Impaired neoangiogenesis in β2-adrenoceptor gene-deficient mice: Restoration by intravascular human β2-adrenoceptor gene transfer and role of NFkB and CREB transcription factors

Background and Purpose: There is much evidence supporting the role of β ₂-adrenoceptors (β ₂AR) in angiogenesis but the mechanisms underlying their effects have not been elucidated. Hence, we studied post-ischaemic angiogenesis in the hindlimb (HL) of β ₂AR knock-out mice (β ₂AR-/-) in vivo and explored possible molecular mechanisms in vitro. Experimental Approach: Femoral artery resection (FAR) was performed in wild-type and β ₂AR-/-mice and adaptive responses to chronic HL ischaemia were explored; blood flow was measured by ultrasound and perfusion of dyed beads, bone rarefaction, muscle fibrosis and skin thickness were evaluated by immunoflourescence and morphometric analysis. Intrafemoral delivery of an adenovirus encoding the human β ₂AR (ADβ ₂AR) was used to reinstate β ₂ARs in β ₂AR-/-mice. Molecular mechanisms were investigated in mouse-derived aortic endothelial cells (EC) in vitro, focusing on NFκB activation and transcriptional activity.

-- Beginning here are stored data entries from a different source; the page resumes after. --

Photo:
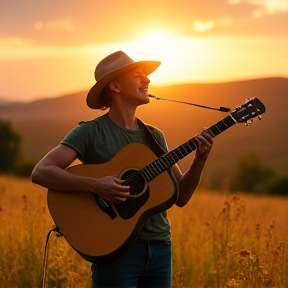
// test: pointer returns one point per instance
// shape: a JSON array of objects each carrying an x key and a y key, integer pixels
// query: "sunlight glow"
[{"x": 180, "y": 56}]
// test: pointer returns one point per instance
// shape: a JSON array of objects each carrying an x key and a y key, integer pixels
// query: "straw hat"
[{"x": 110, "y": 67}]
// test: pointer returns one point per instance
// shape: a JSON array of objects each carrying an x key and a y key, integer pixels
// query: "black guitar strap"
[{"x": 152, "y": 141}]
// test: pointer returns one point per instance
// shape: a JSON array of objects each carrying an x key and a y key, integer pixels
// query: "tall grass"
[{"x": 219, "y": 240}]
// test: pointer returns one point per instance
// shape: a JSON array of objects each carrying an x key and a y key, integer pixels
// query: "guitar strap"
[{"x": 152, "y": 141}]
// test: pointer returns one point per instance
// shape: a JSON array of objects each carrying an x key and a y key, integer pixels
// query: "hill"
[{"x": 43, "y": 123}]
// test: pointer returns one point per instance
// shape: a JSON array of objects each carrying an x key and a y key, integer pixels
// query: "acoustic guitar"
[{"x": 102, "y": 232}]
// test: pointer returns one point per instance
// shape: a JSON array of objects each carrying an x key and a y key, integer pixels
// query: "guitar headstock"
[{"x": 245, "y": 113}]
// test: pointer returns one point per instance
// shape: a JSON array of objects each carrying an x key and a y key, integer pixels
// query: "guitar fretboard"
[{"x": 152, "y": 170}]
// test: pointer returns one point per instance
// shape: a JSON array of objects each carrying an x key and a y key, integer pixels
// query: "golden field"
[{"x": 219, "y": 240}]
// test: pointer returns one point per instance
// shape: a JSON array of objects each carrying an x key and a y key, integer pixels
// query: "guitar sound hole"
[{"x": 136, "y": 182}]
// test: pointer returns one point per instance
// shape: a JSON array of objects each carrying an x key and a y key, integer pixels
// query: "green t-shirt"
[{"x": 97, "y": 141}]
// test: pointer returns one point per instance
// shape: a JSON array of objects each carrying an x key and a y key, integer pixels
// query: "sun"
[{"x": 175, "y": 52}]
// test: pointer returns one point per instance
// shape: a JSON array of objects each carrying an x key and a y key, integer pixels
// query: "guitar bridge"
[{"x": 104, "y": 206}]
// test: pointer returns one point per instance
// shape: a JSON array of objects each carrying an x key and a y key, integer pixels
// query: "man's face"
[{"x": 133, "y": 86}]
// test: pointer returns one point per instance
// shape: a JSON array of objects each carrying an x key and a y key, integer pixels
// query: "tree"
[{"x": 9, "y": 147}]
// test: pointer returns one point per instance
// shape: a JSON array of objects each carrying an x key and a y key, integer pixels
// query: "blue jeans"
[{"x": 147, "y": 264}]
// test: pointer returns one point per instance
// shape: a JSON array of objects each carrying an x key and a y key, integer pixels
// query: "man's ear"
[{"x": 115, "y": 86}]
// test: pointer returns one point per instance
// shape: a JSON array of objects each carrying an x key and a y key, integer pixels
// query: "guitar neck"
[{"x": 152, "y": 170}]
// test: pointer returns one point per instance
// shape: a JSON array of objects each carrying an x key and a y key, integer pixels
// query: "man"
[{"x": 121, "y": 85}]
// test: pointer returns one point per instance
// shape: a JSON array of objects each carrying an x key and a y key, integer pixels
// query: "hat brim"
[{"x": 94, "y": 100}]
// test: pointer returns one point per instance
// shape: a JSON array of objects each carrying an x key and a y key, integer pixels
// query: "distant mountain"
[{"x": 43, "y": 123}]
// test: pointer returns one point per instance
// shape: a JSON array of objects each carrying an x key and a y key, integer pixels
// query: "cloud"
[
  {"x": 264, "y": 7},
  {"x": 60, "y": 24},
  {"x": 204, "y": 26}
]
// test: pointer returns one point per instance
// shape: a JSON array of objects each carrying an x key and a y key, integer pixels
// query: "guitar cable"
[{"x": 59, "y": 234}]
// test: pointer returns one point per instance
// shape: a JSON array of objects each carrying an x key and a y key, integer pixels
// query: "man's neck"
[{"x": 124, "y": 119}]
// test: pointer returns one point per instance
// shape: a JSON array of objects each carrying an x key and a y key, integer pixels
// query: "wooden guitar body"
[
  {"x": 92, "y": 232},
  {"x": 101, "y": 232}
]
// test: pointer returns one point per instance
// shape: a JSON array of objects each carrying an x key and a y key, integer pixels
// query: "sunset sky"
[{"x": 48, "y": 48}]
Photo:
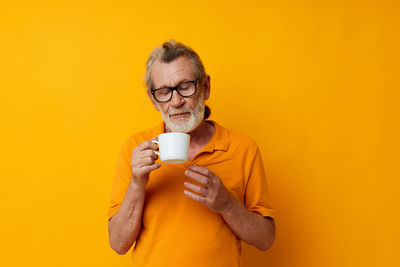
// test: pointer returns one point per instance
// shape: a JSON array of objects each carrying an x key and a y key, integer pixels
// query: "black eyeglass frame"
[{"x": 175, "y": 88}]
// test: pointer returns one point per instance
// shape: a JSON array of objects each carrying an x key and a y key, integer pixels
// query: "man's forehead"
[{"x": 172, "y": 73}]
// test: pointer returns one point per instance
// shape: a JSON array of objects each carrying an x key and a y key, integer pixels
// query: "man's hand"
[
  {"x": 212, "y": 193},
  {"x": 143, "y": 162}
]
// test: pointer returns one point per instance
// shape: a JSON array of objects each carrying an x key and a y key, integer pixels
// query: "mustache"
[{"x": 179, "y": 111}]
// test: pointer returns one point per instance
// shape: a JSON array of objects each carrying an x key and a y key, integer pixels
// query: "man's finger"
[
  {"x": 195, "y": 188},
  {"x": 149, "y": 153},
  {"x": 195, "y": 197},
  {"x": 145, "y": 162},
  {"x": 147, "y": 145},
  {"x": 153, "y": 167},
  {"x": 196, "y": 176}
]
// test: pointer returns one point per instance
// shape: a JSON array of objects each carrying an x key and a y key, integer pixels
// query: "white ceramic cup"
[{"x": 173, "y": 147}]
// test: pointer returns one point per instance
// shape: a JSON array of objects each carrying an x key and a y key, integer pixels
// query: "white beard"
[{"x": 185, "y": 125}]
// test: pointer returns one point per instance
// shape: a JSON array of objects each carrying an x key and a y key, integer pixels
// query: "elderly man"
[{"x": 195, "y": 213}]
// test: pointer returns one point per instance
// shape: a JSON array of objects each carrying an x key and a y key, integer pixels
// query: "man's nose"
[{"x": 177, "y": 100}]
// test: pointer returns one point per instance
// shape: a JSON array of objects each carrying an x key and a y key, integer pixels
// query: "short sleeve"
[
  {"x": 122, "y": 177},
  {"x": 256, "y": 191}
]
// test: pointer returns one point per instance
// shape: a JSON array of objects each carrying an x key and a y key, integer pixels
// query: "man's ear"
[
  {"x": 207, "y": 87},
  {"x": 153, "y": 101}
]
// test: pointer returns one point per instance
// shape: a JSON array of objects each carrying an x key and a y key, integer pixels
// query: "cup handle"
[{"x": 156, "y": 142}]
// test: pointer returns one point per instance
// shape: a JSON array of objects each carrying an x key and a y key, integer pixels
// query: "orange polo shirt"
[{"x": 178, "y": 231}]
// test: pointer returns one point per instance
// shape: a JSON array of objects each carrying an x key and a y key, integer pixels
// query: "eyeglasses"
[{"x": 184, "y": 89}]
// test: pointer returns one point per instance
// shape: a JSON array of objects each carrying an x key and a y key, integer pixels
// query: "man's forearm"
[
  {"x": 249, "y": 226},
  {"x": 124, "y": 226}
]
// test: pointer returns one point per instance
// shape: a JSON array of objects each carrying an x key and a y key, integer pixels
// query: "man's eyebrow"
[{"x": 181, "y": 81}]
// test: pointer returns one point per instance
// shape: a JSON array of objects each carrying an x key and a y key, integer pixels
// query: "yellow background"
[{"x": 315, "y": 83}]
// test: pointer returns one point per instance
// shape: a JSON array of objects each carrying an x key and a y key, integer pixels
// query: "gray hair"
[{"x": 168, "y": 52}]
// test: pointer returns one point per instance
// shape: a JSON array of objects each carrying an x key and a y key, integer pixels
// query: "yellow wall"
[{"x": 316, "y": 83}]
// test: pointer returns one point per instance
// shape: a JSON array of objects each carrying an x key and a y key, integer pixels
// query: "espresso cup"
[{"x": 173, "y": 147}]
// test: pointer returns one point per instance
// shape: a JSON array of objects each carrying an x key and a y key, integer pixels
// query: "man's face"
[{"x": 180, "y": 114}]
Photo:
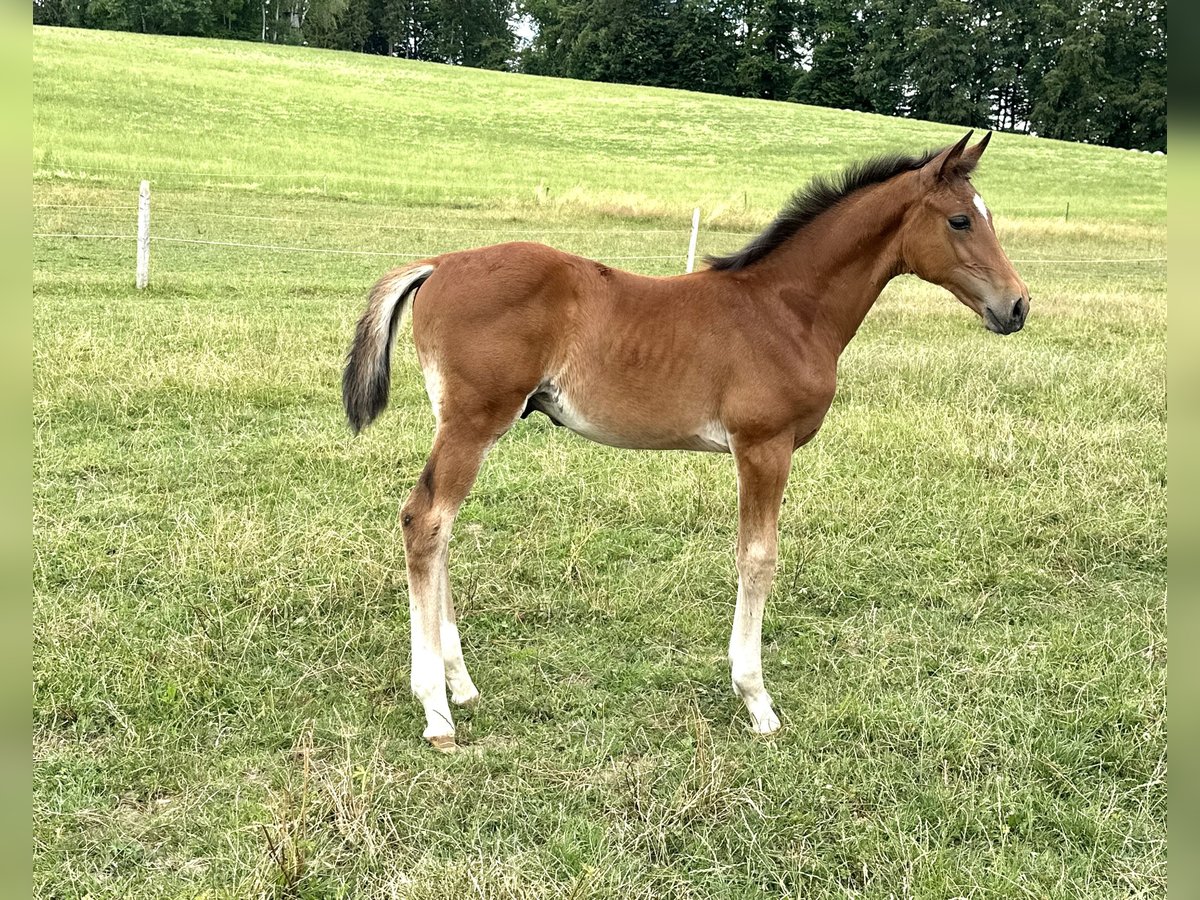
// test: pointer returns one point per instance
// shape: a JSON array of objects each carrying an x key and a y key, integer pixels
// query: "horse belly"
[{"x": 648, "y": 424}]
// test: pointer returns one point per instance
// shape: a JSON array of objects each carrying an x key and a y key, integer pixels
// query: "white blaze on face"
[{"x": 983, "y": 208}]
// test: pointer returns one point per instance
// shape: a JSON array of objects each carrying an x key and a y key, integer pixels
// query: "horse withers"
[{"x": 738, "y": 358}]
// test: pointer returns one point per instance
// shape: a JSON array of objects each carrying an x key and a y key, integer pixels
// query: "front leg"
[{"x": 762, "y": 474}]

RESULTS Angiogenesis was severely impaired in β ₂AR-/-mice subjected to FAR, but was restored by gene therapy with ADβ ₂AR. The proangiogenic responses to a variety of stimuli were impaired in β ₂AR-/-EC in vitro. Moreover, removal of β ₂ARs impaired the activation of NFκB, a transcription factor that promotes angiogenesis; neither isoprenaline (stimulates βARs) nor TNFα induced NFκB activation in β ₂AR -/-EC. Interestingly, cAMP response element binding protein (CREB), a transcription factor that counter regulates NFκB, was constitutively increased in β ₂AR -/-ECs. ADβ ₂AR administration restored β ₂AR membrane density, reduced CREB activity and reinstated the NFκB response to isoprenaline and TNFα. Conclusions and Implications: Our results suggest that β ₂ARs control angiogenesis through the tight regulation of nuclear transcriptional activity.